On November 4, 2013 the Library of Congress welcomed bestselling adult and children’s author James Patterson as the first Champion of the Young Readers Center. The five-year-old Center is the only reading room in the Library of Congress with an “Open to the Public” sign in front of its door. (Others require a reader’s card and require that researchers be 16 or older.) In his keynote speech as part of the 2013 Library of Congress Literacy Awards, Patterson said, “I’m here today to help save some lives. The lives of children all across our country.” He encouraged the audience in the Coolidge Auditorium of the library’s Thomas Jefferson building to become reading missionaries. “Better readers become better thinkers. If kids are not good readers then their chances of getting through high school are slim to none.”
Patterson outlined some of his hopes for his new role, which is still evolving. “In the Library of Congress, in this wonderful building with this much firepower behind it, we should really be able to make something happen in the lives of children and families.” Patterson believes that one key step toward improved literacy is for parents, grandparents, and other guardians to see encouraging reading as an integral part of their job, as important as getting kids to the dinner table. As part of his outreach to independent booksellers, Patterson created a bumper sticker that says “We Read in Our House.” He encourages every family to adopt that philosophy. “Parents would never knowingly give their children a handicap,” he said. “But not encouraging them to read does just that.”
And he thinks an essential challenge is getting the right books to children. “Growing competent readers can only happen with the right stimuli. We need to pay attention to what [kids] want to read. It’s important not to turn them off.” In his own work he focuses on storytelling and humor. “I love the idea of reaching kids with humor,” he said. “There should be more humor in life, and certainly in books.”
Patterson came to the Library of Congress after a visit to Stuart Hobson Middle School in Washington, D.C., where Mayor Vincent Gray and Councilman Jack Evans named November 4th James Patterson Day. Gray and Evans thanked Patterson for making a donation of his books to every public middle school in D.C., a gift of more than 4,000 titles. Patterson cited Hobson as a success story in education, and recounted how some of the students he met told him his books made them like to read. “Too many kids never find a book they like.

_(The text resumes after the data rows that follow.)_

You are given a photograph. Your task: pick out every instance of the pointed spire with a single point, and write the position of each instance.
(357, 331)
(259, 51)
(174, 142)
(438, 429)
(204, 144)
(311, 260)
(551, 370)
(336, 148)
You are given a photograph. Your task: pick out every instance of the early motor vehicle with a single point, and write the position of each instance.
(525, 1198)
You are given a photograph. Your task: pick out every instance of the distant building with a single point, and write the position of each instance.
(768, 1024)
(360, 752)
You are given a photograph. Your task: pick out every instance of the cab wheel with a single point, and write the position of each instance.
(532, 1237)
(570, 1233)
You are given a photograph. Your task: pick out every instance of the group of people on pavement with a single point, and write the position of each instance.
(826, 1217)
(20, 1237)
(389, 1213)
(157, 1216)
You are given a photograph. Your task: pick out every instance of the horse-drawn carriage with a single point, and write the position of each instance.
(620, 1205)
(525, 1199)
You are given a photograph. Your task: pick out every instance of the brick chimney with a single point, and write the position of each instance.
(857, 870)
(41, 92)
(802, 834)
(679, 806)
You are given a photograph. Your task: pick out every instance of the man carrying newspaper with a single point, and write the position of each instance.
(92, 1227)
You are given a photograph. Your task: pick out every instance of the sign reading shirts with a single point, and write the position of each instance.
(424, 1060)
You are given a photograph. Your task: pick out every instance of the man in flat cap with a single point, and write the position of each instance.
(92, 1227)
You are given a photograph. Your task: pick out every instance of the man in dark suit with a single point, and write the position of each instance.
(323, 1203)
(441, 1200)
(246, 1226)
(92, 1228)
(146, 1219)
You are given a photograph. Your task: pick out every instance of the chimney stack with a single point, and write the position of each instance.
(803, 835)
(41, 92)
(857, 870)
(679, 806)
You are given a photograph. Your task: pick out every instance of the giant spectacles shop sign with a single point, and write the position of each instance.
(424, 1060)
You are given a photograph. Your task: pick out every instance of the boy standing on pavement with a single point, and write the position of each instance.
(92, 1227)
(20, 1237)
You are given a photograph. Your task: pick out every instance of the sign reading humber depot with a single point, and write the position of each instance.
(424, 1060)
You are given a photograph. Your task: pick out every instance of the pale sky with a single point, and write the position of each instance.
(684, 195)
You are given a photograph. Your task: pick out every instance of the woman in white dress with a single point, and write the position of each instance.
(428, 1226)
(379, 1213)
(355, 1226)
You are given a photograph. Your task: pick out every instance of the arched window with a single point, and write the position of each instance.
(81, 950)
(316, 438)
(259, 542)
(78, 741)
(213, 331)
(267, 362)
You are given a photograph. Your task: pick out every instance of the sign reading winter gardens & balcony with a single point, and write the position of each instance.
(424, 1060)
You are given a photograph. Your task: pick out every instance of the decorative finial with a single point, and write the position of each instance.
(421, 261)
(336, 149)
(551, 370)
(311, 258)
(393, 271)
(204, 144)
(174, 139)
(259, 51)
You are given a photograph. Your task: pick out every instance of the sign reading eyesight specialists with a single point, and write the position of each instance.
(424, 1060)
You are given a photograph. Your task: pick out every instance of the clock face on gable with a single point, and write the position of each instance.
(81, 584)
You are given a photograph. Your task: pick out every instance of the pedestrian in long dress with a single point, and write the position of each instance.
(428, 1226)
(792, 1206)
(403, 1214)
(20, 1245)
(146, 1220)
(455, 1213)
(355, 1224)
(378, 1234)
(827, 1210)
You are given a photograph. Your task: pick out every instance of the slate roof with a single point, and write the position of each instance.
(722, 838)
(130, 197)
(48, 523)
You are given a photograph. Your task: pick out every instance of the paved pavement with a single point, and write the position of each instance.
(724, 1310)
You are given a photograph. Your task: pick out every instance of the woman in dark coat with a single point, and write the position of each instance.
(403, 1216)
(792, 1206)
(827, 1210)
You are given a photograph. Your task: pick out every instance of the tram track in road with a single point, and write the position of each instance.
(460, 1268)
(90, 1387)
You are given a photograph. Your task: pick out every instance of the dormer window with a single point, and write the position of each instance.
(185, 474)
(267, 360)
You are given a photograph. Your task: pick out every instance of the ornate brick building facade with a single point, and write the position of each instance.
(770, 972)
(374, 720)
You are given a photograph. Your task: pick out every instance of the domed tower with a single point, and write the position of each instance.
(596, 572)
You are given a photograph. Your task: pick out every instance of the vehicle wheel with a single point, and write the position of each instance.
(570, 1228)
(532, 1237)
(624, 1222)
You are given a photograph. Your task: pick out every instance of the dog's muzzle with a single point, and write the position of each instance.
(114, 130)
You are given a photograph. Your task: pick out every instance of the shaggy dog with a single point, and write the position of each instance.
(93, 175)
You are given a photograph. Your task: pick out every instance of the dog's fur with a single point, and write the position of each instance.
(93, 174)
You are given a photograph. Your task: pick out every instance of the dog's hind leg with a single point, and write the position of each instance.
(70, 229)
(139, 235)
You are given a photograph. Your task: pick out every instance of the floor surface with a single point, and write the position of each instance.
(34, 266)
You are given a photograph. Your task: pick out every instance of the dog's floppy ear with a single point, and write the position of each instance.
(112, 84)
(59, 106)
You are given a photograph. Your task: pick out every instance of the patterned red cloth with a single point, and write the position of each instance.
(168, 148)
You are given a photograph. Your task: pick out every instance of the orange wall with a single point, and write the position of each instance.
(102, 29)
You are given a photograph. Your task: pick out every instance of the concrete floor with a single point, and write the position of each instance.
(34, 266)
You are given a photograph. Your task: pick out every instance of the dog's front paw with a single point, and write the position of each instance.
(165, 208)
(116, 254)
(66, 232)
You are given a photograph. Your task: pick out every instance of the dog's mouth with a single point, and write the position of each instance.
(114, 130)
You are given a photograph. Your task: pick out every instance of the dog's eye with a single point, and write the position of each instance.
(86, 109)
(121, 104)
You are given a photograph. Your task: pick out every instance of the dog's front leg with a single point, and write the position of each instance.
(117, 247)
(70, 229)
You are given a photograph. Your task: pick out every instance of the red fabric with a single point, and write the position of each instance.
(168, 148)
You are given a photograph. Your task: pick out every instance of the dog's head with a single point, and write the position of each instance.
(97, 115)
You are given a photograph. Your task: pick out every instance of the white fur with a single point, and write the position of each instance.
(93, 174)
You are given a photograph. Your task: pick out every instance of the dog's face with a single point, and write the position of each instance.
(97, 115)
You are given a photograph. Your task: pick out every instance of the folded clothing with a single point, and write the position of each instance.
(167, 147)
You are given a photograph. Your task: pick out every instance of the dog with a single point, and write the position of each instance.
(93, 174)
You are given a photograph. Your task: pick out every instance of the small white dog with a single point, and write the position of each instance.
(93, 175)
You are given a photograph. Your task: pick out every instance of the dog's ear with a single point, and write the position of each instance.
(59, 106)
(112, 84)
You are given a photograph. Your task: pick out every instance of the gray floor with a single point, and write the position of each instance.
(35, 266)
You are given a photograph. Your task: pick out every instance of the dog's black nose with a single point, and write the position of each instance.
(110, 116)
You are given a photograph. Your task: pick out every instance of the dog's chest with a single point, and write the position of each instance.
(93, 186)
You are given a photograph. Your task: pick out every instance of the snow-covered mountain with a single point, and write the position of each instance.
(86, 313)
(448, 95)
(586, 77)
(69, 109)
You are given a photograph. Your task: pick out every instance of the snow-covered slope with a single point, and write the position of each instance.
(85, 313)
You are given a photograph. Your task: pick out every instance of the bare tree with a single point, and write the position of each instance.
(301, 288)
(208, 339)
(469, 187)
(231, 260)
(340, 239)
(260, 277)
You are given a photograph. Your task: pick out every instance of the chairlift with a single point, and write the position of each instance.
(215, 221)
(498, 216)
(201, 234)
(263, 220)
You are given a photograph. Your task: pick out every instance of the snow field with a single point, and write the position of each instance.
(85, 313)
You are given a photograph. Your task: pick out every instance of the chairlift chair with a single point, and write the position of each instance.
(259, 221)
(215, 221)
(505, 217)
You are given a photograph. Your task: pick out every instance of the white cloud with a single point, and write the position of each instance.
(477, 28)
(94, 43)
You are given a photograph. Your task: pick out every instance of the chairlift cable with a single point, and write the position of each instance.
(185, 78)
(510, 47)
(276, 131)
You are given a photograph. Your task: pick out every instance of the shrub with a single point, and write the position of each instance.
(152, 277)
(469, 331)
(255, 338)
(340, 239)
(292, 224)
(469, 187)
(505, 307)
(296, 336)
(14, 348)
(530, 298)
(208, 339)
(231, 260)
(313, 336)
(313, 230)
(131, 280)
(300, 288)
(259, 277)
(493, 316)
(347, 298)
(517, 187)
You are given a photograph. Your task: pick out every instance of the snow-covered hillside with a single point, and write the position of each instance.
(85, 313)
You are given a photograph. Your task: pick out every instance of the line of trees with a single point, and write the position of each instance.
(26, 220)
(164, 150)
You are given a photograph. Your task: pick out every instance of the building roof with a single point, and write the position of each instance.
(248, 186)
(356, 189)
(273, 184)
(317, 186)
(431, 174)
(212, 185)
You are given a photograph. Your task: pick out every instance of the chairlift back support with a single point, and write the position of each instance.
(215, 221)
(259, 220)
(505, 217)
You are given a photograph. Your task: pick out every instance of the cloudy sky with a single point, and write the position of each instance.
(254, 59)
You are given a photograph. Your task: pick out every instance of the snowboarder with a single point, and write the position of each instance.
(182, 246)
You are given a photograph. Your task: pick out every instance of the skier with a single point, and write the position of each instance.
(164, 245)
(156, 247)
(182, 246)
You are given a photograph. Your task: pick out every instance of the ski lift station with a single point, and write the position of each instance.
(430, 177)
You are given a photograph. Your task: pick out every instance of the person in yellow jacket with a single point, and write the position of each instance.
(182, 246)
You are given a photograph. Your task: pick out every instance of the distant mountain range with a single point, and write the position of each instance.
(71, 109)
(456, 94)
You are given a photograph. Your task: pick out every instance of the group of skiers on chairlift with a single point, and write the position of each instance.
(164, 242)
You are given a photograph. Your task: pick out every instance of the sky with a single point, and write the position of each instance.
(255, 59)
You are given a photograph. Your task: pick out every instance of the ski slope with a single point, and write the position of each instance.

We need to reach kids and give them books they will gobble up. It takes one good book to create a lifelong reader.”
The mission of the Young Readers Center – to connect readers with the best children’s literature – is in step with Patterson’s beliefs: “I want to do more. Children have a right to libraries in schools and a right to access to books that will interest them,” he said. In his new role at the Young Readers Center, Patterson said, “I want to expand on what’s been working in the past and make it better.”